Was Balenia entitled to sue before making time of the essence?
[51] Mr Ponniah’s second substantive argument was that Balenia was not entitled to sue before making time of the essence. He submitted that, in the absence of appropriate notice making time of the essence and allowing a reasonable time for remedy, the time for payment had not arrived.
[52] This defence was not raised in the notice of opposition. It is not referred to in Associate Judge Hole’s decision, from which we infer the argument was not run before him.

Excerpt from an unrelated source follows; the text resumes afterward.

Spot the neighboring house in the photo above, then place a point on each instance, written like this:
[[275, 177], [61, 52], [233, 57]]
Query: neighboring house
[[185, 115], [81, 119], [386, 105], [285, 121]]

[53] Notwithstanding that, we deal with the point, as we are satisfied the argument is not well founded. We have already found that Mr Erceg cannot rely on cl A4(a) because of his default in withdrawing Clyde’s instructions. He was therefore bound to settle. Mr Nicholson’s letter of 17 June 2008 constituted a notice requiring settlement. Mr Erceg did not comply with it.
[54] Mr Ponniah submitted Mr Erceg should have been given a reasonable time to “remedy any alleged default” – for instance, by reinstructing Clyde. We do not accept that. Mr Erceg, by his default, had lost the benefit of the solicitors’ approval clause. Balenia was now entitled to insist on settlement, which it did. In any event, there is no evidence that Mr Erceg took any steps to reconfirm Clyde’s instructions.
Should Balenia have been granted specific performance?
[55] Mr Ponniah’s final submission was that the judge had wrongly granted Balenia specific performance of the settlement agreement. Mr Ponniah submitted the appropriate course should have been to declare Mr Erceg in breach of the settlement agreement and order him to pay damages. Obviously, those damages would have had to be fixed at a later hearing.
[56] A further point raised by Mr Ponniah related to the form of the order for specific performance. Mr Ponniah submitted that, even if specific performance was the appropriate remedy, the order should not have been to pay the deposit but rather should have “related to the achievement or satisfaction of [cl A4(a)]”.
[57] Mr Kohler, in reply, submitted that this submission was not open to Mr Erceg, as he had conceded in the High Court that, if the other grounds of defence failed, then specific performance was the appropriate remedy. As a fallback, Mr Kohler submitted that in any event the judge’s decision to grant specific performance was appropriate.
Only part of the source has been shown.